Breakfast, Breads & Muffins

Quiche Lorraine

I love quiche & had never thought of this as a make-ahead freezer recipe until I saw some frozen quiches at the grocery store.  How convenient to have a ready-made breakfast that you just need to warm up in the oven?  Obviously there’s a million different recipes for quiche and you can mix it up with whatever you like (spinach, mushrooms, peppers, etc), but I really love this classic Quiche Lorraine.  I’ve tried substituting milk for the heavy cream and although the quiche is still really good, it will set a bit softer.  If you want to save on calories use the substitution I have listed below combining both milk and cream – you’ll still get a rich tasting quiche.  I will definitely be freezing several of these before the baby is born (T minus 2 months now!).  Since frozen pie crusts usually come in packs of two it’s a great idea to make two quiches right away and freeze one for later.  I usually serve quiche with a side of fruit salad and a nice cup of steaming café au lait.

Quiche Lorraine


  • 1 frozen deep dish pie crust
  • ¼ lb bacon, diced
  • 4 eggs
  • 1 ½ cups heavy cream (or substitute 1 cup milk + ½ cup heavy cream)
  • ½ tsp salt
  • ¼ tsp black pepper (more or less to taste)
  • 1 cup shredded Swiss cheese


  1. Preheat oven to 425 degrees. Place frozen pie crust on a baking sheet and bake for about 7 minutes, then remove from oven. Turn oven down to 350 degrees.
  2. Cook diced bacon over medium heat until crisp. Drain on paper towel.
  3. Whisk eggs, heavy cream (and milk if using), salt and black pepper together in a bowl.
  4. Sprinkle bacon and Swiss cheese onto the pie crust. Carefully pour egg mixture into the crust making sure the bacon and cheese is suspended into the mix.
  5. Bake quiche for about 40 minutes or until a knife inserted in the center comes out clean. If the edge of the pie crust starts to brown during cooking, cover the edge with foil to prevent burning.
  6. Let the quiche cool for about 10 minutes before serving.
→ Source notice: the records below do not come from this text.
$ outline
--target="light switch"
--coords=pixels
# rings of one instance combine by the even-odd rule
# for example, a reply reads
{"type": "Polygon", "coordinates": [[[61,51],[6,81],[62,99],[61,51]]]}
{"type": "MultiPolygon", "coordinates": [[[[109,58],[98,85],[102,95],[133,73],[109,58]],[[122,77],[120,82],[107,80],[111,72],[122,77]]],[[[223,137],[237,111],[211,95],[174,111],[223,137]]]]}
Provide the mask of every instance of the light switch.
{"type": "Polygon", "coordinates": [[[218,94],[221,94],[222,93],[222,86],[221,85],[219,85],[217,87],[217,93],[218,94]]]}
It can also be served cold if you prefer.
  7. Freezer Method: Prepare quiche and bake as instructed. Allow to cool to room temperature, and then cover with foil, label and freeze. You can reheat the quiche when frozen or defrosted. If frozen place in a 350 degree oven for about 20-30 minutes or until just heated through. If defrosted, place in 300 degree oven for about 15 minutes until heated through. You can also heat individual slices in the microwave.